Les plans N° 6 et 17 montrent qu'en fait, le parcours s'est développé entre les
courbes de niveau 175 et 180 depuis le "Mur des Sarrasins" repéré D jusqu'au
point de passage repéré E.
La distance qui sépare ces deux points est de l'ordre de 2 km.
La cote de niveau du conduit au point D est proche de 176.
Celle du conduit au point E est proche de 174. Soit une différence de 2 m pour 2
km et donc une pente de 1 m/km.
Après le point E l'aqueduc se dirige vers le Nord à travers le "Bois du Comte".
Il contourne alors les dépressions du terrain, entre les courbes de niveau 170
et 165 en s'adaptant à son relief. Il passe sous le village d'Ecuélin entre les
courbes de niveau 165 et 160 pour contourner le petit étang repéré F, avant de
rejoindre l'extrémité Sud du secteur d'aqueduc reconnu par Vaillant et Haine sur
le territoire de Bachant en 1963. Plans 6 et 17 repère G.

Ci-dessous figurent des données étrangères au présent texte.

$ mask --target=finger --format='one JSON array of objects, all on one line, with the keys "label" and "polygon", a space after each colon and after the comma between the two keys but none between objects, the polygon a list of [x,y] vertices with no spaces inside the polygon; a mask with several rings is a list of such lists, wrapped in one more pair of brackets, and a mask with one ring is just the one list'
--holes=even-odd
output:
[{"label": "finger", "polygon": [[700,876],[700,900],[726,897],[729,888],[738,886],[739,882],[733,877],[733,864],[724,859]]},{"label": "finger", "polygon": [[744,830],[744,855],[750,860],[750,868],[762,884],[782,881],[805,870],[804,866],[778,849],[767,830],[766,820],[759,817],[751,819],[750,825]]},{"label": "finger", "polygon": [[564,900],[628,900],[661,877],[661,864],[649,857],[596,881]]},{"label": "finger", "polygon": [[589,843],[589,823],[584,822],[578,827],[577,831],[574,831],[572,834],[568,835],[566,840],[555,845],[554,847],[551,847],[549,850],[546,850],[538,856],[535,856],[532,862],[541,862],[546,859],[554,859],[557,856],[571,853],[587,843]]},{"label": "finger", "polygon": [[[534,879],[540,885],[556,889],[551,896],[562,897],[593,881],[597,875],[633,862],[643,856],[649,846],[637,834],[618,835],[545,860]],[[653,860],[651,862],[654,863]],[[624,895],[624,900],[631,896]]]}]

A l'examen de ces plans, il est important de constater que ce parcours est tout
à fait conforme à la citation figurant dans les Mémoires de la Société
d'Archéologie d'Avesnes en date de 1880 et qui précise que " l'aqueduc passe
près du château d'Ecuélin et à l'Est de la Ferme de l'Hôpital".
Le réservoir de régulation
On notera que la distance séparant le passage repéré E du point où
l'aqueduc contournait l'étang repéré F, est de 3 km. En E le conduit était à la
cote de niveau 174 alors qu'en F il était à la cote de niveau 159. Il en résulte
une dénivellation de 15 m sur une distance de 3 km soit une pente moyenne de 5 m
/ km. Une pente importante qui justifie bien qu'un réservoir de régulation ait
été placé dans le cours de l'aqueduc comme l'a rapporté Z Pierrart dans son
ouvrage Maubeuge et son Canton - 1851 page 254. "Non loin de l'Hôpital
d'Ecuélin, à l'origine d'un ruisseau qui va se jeter dans la Sambre près de
Bachant, se trouve l'un des réservoir où s'alimentait l'aqueduc romain de
Floursies à Bavay."
Le Père Boucher ou Boucherius, qui au XVIe siècle a visité cet aqueduc, cite le
réservoir de la ferme de l'Hôpital dans son ouvrage. Belgium romanum, page 502
En réalité, ce réservoir avait pour fonction d'absorber l'afflux d'eau provoqué
par la forte pente du conduit en aval du point E, d'en déverser le trop plein
dans le ruisseau aujourd'hui confluent de la rivière des Voyeaux.
Il régulait donc un débit d'eau compatible avec le secteur de conduit qui se
développait ensuite sur les territoires de Bachant et de St Rémy du Nord et dont
la pente moyenne était de 0,600 m / km.
Pour bien réaliser l'importance du débit de l'eau en amont du point F où avait
été placé le réservoir, il faut réaliser qu'au confluent des trois sources que
les romains avaient captées à Flouries pour alimenter l'aqueduc, le débit de
l'eau est encore aujourd'hui proche de 100 m3 / heure.
En aval du réservoir trop-plein, le conduit progressait en direction du
Nord sur environ 800 m entre les courbes de niveau 155 et 160.
Au point G du plan N° 6, il rejoignait à Bachant l'extrémité Sud du secteur d'aqueduc
reconnu par J. Vaillant, P. Haine et J.L Boucly en 1962.